The conquest of Acadia by Great Britain began with the 1710 capture of the provincial capital, Port Royal. In the 1713 Treaty of Utrecht, France formally ceded Acadia to Britain. However, there was disagreement about the provincial boundaries, and some Acadians also resisted British rule. With renewed war imminent in 1744, the leaders of New France formulated plans to retake what the British called Nova Scotia with an assault on the capital, which the British had renamed Annapolis Royal.

=== Siege of Annapolis Royal ===
During King George's War, the neutrality of Le Loutre and the Acadians was tested. By the end of the war, most British officials who had been sympathetic toward the Acadians concluded that they and Le Loutre were supportive of the French position. Le Loutre may have been involved in two raids on the British at Annapolis Royal. The first Siege of Fort Anne was made in July 1744 but ended after four days due to the failure of French naval support to arrive.
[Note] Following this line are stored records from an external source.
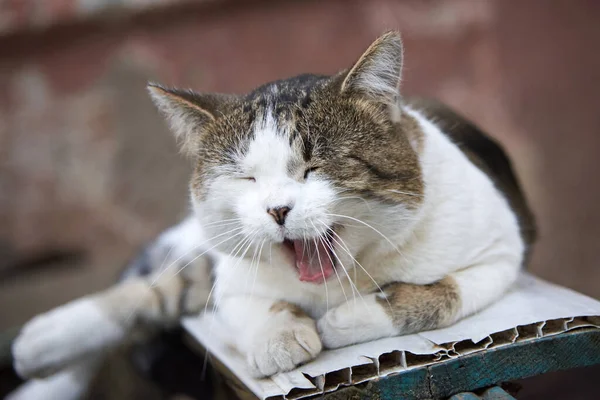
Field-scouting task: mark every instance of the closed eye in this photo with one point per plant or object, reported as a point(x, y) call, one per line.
point(308, 171)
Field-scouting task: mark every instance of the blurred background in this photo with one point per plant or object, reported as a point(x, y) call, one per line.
point(88, 171)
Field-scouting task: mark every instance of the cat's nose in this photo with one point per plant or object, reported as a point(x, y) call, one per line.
point(279, 213)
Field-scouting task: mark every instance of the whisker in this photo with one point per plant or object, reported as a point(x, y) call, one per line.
point(374, 229)
point(352, 285)
point(332, 263)
point(406, 193)
point(323, 272)
point(174, 262)
point(345, 248)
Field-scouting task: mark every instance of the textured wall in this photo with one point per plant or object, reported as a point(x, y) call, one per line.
point(88, 171)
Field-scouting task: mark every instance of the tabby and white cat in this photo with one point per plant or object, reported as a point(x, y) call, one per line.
point(331, 211)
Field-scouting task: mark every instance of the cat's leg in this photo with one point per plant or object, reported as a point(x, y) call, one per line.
point(95, 323)
point(69, 384)
point(405, 308)
point(275, 336)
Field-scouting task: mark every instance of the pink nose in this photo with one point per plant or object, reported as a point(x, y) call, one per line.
point(279, 214)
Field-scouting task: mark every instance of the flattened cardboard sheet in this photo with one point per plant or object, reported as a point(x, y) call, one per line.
point(532, 309)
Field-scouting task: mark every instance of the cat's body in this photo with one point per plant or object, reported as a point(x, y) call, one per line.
point(331, 212)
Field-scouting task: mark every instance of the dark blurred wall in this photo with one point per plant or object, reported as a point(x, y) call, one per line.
point(88, 171)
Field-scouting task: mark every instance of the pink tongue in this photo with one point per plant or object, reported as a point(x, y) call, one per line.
point(308, 264)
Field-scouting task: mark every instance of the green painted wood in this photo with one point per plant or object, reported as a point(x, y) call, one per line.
point(487, 368)
point(496, 393)
point(521, 360)
point(465, 396)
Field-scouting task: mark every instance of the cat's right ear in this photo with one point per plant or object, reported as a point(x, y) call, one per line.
point(187, 112)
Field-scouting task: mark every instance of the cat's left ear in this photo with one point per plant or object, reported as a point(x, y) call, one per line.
point(188, 113)
point(377, 73)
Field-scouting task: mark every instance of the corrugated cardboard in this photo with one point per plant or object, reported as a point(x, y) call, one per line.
point(532, 309)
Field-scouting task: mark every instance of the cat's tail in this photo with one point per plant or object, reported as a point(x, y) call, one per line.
point(169, 279)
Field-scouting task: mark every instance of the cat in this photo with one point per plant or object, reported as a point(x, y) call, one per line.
point(326, 211)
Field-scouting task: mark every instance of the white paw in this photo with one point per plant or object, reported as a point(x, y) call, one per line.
point(53, 340)
point(283, 347)
point(355, 322)
point(69, 384)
A second attempt in September was orchestrated by François Dupont Duvivier. Without siege guns and cannon, Duvivier could make little headway. In the late-spring/early summer Nova Scotia Lieutenant-Governor Paul Mascarene wrote to Massachusetts governor William Shirley requesting military aid. Gorham's Rangers arrived in late September to reinforce the garrison. Wampanoag, Nauset, and Pequawket members were offered bounties for Mi'kmaq scalps and prisoners as part of their pay. The Mi'kmaq's withdrew and Duvivier was forced to retreat back to Grand Pré in early October. After the two attacks on Annapolis Royal, Massachusetts Governor William Shirley put a bounty on the Passamaquoddy, Mi’kmaq and Maliseet.
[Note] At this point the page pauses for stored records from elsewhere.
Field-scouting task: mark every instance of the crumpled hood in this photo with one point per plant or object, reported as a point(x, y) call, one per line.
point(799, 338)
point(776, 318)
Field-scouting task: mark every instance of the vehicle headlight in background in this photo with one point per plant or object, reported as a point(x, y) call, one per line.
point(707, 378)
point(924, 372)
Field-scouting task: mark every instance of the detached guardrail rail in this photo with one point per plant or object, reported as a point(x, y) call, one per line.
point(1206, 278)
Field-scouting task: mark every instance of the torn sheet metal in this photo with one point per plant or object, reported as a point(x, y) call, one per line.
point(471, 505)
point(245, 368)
The following year, Louisburg fell for the first time to a force of New Englanders. After the capture of Louisberg, the British attempted to lure La Loutre to come there for his own safety, but he chose to go to Québec to confer with the authorities. They made Le Loutre their liaison with the Mi'kmaq, who were already at war with the British along the frontier. Thus the French government could work with the Mi'kmaq militia in Acadia.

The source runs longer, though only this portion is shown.